On Fri, Jun 23, 2023 at 2:01 PM neha goyal <nehagoy...@gmail.com> wrote:

> Hello,
>
> I have assigned env.getConfig().set("table.exec.state.ttl", "180 s") to my
> table environment. Even after that, I can see continuous growth in
> savepoint size.
>
> I am attaching the screenshot of the job graph and savepoint metric.
> I am also adding the query that I am running on Kafka streams, It is a
> lengthy query.
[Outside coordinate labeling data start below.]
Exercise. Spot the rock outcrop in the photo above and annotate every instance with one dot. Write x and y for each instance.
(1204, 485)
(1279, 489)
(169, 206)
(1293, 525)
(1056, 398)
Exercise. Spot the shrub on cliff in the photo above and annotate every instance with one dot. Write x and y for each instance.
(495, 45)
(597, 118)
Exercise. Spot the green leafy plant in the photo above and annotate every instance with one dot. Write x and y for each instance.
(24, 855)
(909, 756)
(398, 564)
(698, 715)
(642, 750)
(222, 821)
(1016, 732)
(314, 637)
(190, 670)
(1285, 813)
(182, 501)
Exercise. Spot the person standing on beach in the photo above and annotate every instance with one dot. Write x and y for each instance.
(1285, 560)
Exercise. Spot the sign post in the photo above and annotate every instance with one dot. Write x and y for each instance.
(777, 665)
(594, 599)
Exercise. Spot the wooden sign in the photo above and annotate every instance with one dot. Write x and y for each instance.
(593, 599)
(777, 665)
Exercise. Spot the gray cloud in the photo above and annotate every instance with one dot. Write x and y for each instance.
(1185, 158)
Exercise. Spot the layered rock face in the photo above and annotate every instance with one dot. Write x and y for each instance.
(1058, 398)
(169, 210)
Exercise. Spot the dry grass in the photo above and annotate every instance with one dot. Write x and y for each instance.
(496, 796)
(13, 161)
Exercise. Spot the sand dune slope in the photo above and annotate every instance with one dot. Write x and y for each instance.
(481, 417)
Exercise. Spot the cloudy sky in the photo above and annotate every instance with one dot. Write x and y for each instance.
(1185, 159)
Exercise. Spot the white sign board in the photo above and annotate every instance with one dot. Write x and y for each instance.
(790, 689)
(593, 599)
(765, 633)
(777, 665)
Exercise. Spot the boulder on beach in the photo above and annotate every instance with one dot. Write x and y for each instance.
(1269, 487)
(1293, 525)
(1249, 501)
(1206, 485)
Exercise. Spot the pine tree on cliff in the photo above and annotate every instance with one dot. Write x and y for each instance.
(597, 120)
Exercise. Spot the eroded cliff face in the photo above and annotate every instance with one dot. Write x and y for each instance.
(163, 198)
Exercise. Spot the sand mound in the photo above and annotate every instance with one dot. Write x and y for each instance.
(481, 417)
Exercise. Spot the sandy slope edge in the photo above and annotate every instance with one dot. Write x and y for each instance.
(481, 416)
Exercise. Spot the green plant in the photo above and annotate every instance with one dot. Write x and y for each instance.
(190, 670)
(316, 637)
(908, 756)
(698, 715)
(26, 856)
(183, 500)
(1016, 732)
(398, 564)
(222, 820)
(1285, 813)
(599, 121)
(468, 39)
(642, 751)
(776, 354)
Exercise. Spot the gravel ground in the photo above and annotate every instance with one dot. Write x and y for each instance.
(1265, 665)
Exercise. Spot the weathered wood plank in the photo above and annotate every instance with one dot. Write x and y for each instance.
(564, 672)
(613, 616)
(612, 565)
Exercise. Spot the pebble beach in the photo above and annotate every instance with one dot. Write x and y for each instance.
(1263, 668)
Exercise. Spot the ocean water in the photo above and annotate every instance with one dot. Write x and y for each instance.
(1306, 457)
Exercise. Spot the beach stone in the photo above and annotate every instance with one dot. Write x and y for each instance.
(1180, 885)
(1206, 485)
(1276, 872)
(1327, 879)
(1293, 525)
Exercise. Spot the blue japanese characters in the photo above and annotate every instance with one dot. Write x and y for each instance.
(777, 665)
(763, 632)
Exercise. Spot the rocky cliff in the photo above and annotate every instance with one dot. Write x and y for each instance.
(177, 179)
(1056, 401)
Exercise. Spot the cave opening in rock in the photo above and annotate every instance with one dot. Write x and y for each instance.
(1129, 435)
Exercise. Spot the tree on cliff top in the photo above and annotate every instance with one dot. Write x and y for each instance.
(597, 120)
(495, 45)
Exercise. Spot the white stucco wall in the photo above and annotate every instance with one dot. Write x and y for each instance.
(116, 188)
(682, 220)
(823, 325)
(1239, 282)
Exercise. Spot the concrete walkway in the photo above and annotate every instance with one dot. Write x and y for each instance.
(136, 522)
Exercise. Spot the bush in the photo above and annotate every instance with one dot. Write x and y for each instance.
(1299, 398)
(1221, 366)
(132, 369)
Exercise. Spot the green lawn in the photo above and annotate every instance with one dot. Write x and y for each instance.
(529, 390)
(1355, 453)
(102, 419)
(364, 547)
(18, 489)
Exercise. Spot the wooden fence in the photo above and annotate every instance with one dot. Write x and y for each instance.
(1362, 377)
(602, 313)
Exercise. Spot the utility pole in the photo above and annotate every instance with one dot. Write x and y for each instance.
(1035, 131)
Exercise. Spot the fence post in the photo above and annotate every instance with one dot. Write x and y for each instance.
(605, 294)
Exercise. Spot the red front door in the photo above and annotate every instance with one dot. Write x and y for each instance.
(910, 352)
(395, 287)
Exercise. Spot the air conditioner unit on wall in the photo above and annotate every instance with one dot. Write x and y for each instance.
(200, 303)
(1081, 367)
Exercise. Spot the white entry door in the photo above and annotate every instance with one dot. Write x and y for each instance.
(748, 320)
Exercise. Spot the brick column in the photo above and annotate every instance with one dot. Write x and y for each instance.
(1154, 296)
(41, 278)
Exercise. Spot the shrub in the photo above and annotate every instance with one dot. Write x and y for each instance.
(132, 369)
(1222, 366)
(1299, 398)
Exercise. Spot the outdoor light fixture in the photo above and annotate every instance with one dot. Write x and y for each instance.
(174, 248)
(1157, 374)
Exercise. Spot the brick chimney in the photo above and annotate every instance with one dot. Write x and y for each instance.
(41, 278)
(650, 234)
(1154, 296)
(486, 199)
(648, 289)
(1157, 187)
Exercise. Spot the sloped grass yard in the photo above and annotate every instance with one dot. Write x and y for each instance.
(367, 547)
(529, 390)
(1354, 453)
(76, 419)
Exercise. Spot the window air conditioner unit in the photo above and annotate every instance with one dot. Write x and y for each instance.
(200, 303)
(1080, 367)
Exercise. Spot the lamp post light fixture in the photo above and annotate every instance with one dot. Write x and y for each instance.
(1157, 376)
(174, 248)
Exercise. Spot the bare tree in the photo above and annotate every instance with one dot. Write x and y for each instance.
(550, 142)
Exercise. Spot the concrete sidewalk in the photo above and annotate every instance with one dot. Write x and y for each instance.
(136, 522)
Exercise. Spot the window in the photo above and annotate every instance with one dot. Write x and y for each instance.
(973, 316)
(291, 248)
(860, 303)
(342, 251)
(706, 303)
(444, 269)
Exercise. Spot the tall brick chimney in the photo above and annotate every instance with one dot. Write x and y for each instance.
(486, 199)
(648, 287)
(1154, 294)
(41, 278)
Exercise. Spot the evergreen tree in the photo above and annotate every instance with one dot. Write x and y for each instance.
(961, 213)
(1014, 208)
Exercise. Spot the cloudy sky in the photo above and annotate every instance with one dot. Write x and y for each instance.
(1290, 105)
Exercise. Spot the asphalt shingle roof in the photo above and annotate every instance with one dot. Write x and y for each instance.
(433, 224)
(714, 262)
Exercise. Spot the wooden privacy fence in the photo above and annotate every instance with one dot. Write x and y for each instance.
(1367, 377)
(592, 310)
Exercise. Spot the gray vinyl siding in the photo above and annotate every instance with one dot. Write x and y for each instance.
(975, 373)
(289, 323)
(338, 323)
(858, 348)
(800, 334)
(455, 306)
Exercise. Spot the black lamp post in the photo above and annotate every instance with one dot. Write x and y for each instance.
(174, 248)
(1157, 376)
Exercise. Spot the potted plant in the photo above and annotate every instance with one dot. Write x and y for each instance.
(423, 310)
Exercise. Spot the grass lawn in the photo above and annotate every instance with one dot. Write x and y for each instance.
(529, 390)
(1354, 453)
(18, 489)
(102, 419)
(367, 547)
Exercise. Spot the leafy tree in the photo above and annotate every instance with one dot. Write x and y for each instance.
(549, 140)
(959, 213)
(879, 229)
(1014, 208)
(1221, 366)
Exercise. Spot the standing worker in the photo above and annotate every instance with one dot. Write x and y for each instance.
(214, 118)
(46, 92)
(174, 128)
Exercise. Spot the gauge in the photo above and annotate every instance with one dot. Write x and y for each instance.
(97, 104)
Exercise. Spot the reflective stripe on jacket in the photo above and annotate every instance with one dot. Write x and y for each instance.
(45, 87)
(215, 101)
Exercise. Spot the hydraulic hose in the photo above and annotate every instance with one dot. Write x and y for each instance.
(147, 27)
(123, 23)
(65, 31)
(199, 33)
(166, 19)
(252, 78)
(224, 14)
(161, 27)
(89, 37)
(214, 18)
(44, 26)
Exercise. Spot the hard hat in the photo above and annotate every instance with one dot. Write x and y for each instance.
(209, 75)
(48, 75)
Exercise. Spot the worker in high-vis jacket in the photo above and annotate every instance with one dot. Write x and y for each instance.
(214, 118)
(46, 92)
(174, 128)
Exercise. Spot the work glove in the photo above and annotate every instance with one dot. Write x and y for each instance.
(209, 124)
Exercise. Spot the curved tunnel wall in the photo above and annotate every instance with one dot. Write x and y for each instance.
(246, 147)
Any help would be highly appreciated.
>
> SELECT
>   *
> from
>   (
>     With Actuals as (
>       SELECT
>         a1.orderId,
>         a1.zoneId,
>         a3.cityId,
>         case
>           when a2.status = 'delivered' then round(
>             CAST(
>               (
>                 Cast(a2.server_time_stamp AS BIGINT) -
> Cast(a1.server_time_stamp AS BIGINT)
>               ) AS DOUBLE
>             ) / CAST(60000 AS DOUBLE),
>             4
>           )
>           when CAST(
>             CURRENT_TIMESTAMP - (Cast(a1.server_time_stamp AS BIGINT)) AS
> DOUBLE
>           ) / CAST(60 * 1000 AS DOUBLE) > cast(lmTime as DOUBLE) then CAST(
>             CURRENT_TIMESTAMP - (Cast(a1.server_time_stamp AS BIGINT)) AS
> DOUBLE
>           ) / CAST(60 * 1000 AS DOUBLE)
>           else null
>         end AS P2D_inclusive,
>         case
>           when a2.status = 'delivered' then round(
>             CAST(
>               (
>                 Cast(a2.server_time_stamp AS BIGINT) -
> Cast(a1.server_time_stamp AS BIGINT)
>               ) AS DOUBLE
>             ) / CAST(60000 AS DOUBLE),
>             4
>           )
>           else null
>         end as P2D_exclusive,
>         cast(lmTime as DOUBLE) as PP2D,
>         case
>           when a2.status = 'delivered' then exp(
>             (
>               (
>                 Cast(a2.server_time_stamp AS BIGINT) - CURRENT_TIMESTAMP
>               ) /(60 * 1000)
>             ) / 100
>           )
>           else 1
>         end as recency_wt,
>         case
>           when a2.status = 'delivered' then 1
>           else 0
>         end as delivered_flag,
>         case
>           when a2.status = 'delivered' then a2.proctime
>           else a1.proctime
>         end as proctime
>       FROM
>         (
>           select
>             distinct orderId,
>             zoneId,
>             server_time_stamp,
>             proctime
>           from
>             my_streamtable
>           where
>             status = 'pickedup'
>         ) a1
>         LEFT JOIN (
>           select
>             distinct orderId,
>             zoneId,
>             status,
>             server_time_stamp,
>             proctime
>           from
>             my_streamtable
>           where
>             status = 'delivered'
>         ) a2 ON a1.orderId = a2.orderId
>         AND a2.proctime BETWEEN a1.proctime - interval '60' minute
>         AND a1.proctime + interval '60' minute
>         INNER JOIN (
>           select
>             distinct orderId,
>             cityId,
>             lmTime,
>             proctime
>           from
>             my_streamtable2
>           where
>             orderId is not null
>         ) a3 ON cast(a1.orderId as VARCHAR) = cast(a3.orderId as VARCHAR)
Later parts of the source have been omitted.